Reproductive health impacts of state-led movements to de-fund abortion
Description
Family planning services offer essential reproductive medical care, crucial to the health and economic prosperity of women and their families across the United States (US). Public funding streams such as Medicaid and Title X are central to the US family planning effort. However, recent state-led attacks on abortion providers threaten the provision of life-saving reproductive healthcare. As abortion continues to become a heavily politicized and contentious issue in the US, federal and state funding for sexual and reproductive health care has come under fire. Following the election of Donald Trump, conservative state lawmakers have passed a considerable number of legal restrictions on abortion facilities and a women's ability to access services. This thesis uses a fixed effects approach as well as a difference in differences regression analysis to examine whether these funding restrictions impacted maternal health and birth outcomes.
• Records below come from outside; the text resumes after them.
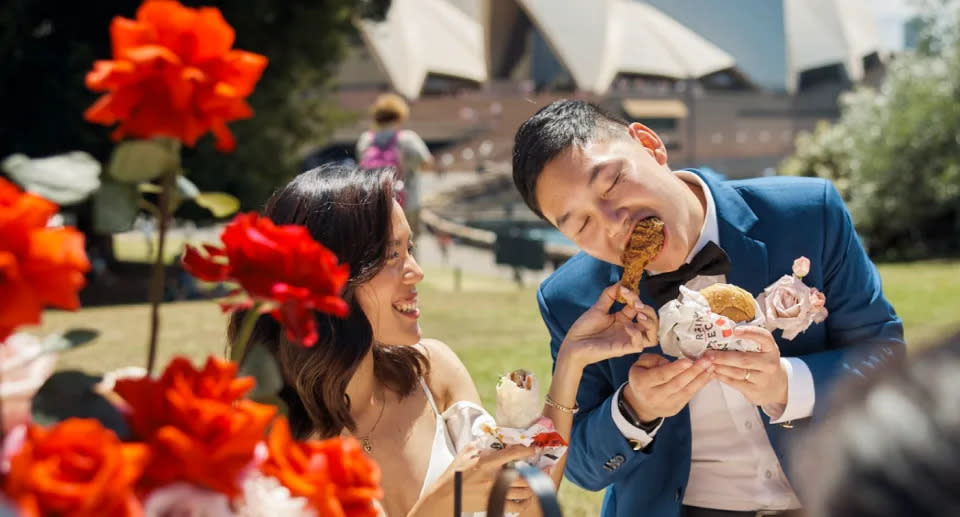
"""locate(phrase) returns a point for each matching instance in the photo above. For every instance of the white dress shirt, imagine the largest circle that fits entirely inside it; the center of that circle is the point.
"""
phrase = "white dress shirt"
(733, 466)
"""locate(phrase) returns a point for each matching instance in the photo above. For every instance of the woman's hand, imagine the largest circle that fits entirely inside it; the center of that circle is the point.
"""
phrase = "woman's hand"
(480, 469)
(599, 334)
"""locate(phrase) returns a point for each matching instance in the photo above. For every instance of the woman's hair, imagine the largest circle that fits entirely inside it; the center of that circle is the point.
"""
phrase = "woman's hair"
(349, 211)
(389, 108)
(891, 446)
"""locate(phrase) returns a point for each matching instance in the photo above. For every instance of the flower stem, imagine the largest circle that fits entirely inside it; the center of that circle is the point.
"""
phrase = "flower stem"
(238, 352)
(157, 283)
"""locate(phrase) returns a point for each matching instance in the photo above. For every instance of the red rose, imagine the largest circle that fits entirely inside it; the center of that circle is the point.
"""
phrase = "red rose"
(77, 468)
(334, 475)
(197, 423)
(280, 265)
(551, 439)
(39, 266)
(174, 74)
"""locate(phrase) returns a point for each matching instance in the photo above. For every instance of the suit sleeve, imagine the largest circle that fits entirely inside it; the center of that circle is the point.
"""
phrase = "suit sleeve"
(598, 451)
(863, 331)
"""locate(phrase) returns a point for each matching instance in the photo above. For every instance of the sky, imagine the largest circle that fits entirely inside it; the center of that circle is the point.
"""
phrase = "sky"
(890, 16)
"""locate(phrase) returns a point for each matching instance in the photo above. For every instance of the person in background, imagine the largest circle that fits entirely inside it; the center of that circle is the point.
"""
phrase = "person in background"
(373, 375)
(388, 144)
(704, 438)
(890, 445)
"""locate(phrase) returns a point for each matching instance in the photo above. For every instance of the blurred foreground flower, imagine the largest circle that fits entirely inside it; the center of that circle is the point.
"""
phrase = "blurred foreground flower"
(39, 266)
(77, 468)
(174, 74)
(197, 422)
(65, 179)
(186, 500)
(24, 366)
(281, 267)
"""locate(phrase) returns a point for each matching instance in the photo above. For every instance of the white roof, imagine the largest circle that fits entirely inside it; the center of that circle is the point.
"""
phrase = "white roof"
(826, 32)
(597, 39)
(426, 36)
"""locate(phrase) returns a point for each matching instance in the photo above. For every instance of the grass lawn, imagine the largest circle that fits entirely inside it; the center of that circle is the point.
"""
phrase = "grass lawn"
(494, 327)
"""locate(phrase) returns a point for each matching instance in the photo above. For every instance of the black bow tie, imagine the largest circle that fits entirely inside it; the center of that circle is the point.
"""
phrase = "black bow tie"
(711, 260)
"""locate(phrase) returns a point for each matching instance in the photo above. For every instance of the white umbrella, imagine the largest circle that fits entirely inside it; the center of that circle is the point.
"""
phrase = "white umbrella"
(419, 37)
(597, 39)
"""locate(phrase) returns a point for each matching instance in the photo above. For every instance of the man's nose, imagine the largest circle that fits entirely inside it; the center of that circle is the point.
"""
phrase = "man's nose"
(614, 218)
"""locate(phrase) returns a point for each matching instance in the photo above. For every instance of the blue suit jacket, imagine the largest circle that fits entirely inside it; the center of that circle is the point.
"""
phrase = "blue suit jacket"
(764, 225)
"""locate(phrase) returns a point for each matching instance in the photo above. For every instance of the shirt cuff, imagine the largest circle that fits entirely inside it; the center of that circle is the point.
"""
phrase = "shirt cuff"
(626, 428)
(800, 393)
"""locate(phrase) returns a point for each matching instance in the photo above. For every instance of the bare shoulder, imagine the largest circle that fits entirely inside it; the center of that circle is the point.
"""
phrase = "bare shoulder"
(449, 380)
The difference in differences models reveal that states who passed restrictions on public funding for family planning in 2016 experienced worsened maternal and fetal health outcomes compared to states who did not restrict Medicaid, Title X, or state-level funding streams. The model established strong, statistically significant relationships between funding restrictions and preterm births, low birth weight infants, and maternal mortality. The difference in differences models also show that states who expanded public funding for family planning in 2016 saw improved maternal and fetal health outcomes compared to states that did not expand public funding. Altogether, the thesis results attest that policies aimed at de-funding abortion, reproductive health-focused providers, and Planned Parenthood significantly impact maternal health and birth outcomes.